The job of founder/CEO has forced me to adapt and grow up a lot as a person. Being accountable to 30+ employees, thousands of customers, and our investors, is a job with a lot of responsibility that I’m not sure there’s any shortcut to getting good at. I’ve found being honest with myself and the people around me about what I do and don’t know, and making a commitment to constant improvement is the best approach.
Four years ago when we were getting started I think I wanted to appear a bit like the invincible founder who knew what he was doing (“We’re crushing it!“), and therefore was reluctant or show any weakness or ask for help from others. But in reality everyone is winging it to some extent (and few are truly “crushing it”) and asking for help actually shows strength and not weakness…so this is something I’ve learnt over time.
There are also a tonne of great books that have helped me, The Hard Thing about Hard Things and High Output Management are both invaluable. I’m not a very fast reader so audiobooks are really helpful for me here.
I’ve also found exercise to be really beneficial. I began going to the gym regularly around the same time as we started the company and I think this has really helped me with general wellbeing and managing the stresses of the job.

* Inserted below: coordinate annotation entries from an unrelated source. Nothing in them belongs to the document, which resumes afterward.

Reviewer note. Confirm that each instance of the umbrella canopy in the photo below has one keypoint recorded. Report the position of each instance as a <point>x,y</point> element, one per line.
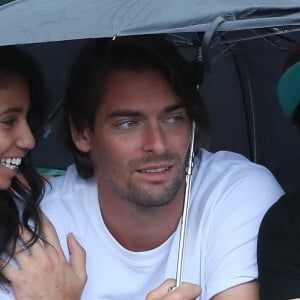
<point>244,45</point>
<point>35,21</point>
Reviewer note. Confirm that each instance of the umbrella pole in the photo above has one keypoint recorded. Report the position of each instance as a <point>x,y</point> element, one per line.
<point>184,218</point>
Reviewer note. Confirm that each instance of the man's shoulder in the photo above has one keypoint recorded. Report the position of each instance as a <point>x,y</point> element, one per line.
<point>228,163</point>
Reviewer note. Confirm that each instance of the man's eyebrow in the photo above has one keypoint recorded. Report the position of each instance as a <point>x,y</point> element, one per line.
<point>135,113</point>
<point>173,108</point>
<point>124,113</point>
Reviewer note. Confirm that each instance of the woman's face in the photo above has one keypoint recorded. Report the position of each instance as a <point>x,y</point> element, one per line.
<point>15,135</point>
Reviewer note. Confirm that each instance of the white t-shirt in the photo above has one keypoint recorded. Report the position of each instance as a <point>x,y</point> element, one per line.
<point>229,197</point>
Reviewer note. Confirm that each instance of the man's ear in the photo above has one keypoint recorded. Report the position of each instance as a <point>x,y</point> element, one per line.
<point>81,139</point>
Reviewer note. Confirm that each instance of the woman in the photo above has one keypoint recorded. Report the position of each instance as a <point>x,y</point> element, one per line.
<point>29,266</point>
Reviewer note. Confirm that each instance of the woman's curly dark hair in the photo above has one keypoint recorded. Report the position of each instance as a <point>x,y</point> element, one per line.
<point>19,204</point>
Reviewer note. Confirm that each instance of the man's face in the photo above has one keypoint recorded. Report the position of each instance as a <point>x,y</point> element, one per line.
<point>140,140</point>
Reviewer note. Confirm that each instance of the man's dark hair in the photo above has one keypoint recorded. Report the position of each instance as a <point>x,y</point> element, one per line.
<point>137,53</point>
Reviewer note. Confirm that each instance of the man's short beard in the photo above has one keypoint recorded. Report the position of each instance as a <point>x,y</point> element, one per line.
<point>156,196</point>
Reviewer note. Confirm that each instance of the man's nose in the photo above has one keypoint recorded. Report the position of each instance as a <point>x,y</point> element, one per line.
<point>154,139</point>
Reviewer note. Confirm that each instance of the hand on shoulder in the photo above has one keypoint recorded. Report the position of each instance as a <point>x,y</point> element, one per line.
<point>44,272</point>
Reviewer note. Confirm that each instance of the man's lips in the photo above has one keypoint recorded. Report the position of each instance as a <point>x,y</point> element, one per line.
<point>155,168</point>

What’s your advice for entrepreneurs who are just starting out?
If you are still on the fence about starting a company, my number one piece of advice is to just get started. It’s not original, but it’s true! Don’t wait. You can always get another job or figure out some backup plan if it doesn’t work out. Often fear — fear of failure, loss of status and income at a good job — is the thing holding people back from getting started. I know it was for me! Making decisions (or worse, avoiding decisions) influenced by fear is never good. I love the saying “Hard choices, easy life. Easy choices, hard life.”
One book I wish I’d read before getting started is Play Bigger. It talks in depth about the concept of category creation, with the general thesis being that most founders spend their time on building a company and a product, but rarely do they consciously define and build their category at the same time.
When I meet SaaS founders who are just starting out, the thing that seems to regularly separate the ones who do really well vs. the ones who don’t do so well is this: When the product they’re building seems to be solving some seemingly small but well-defined problem, and just focusses on solving this problem, then they tend to always do well. When I see products that are trying to do many different things for different people at the early stages then this is usually a sign things are unlikely to go well. I guess “focus on doing one thing really well”, is tired advice but I’ve seen it play out quite a few times.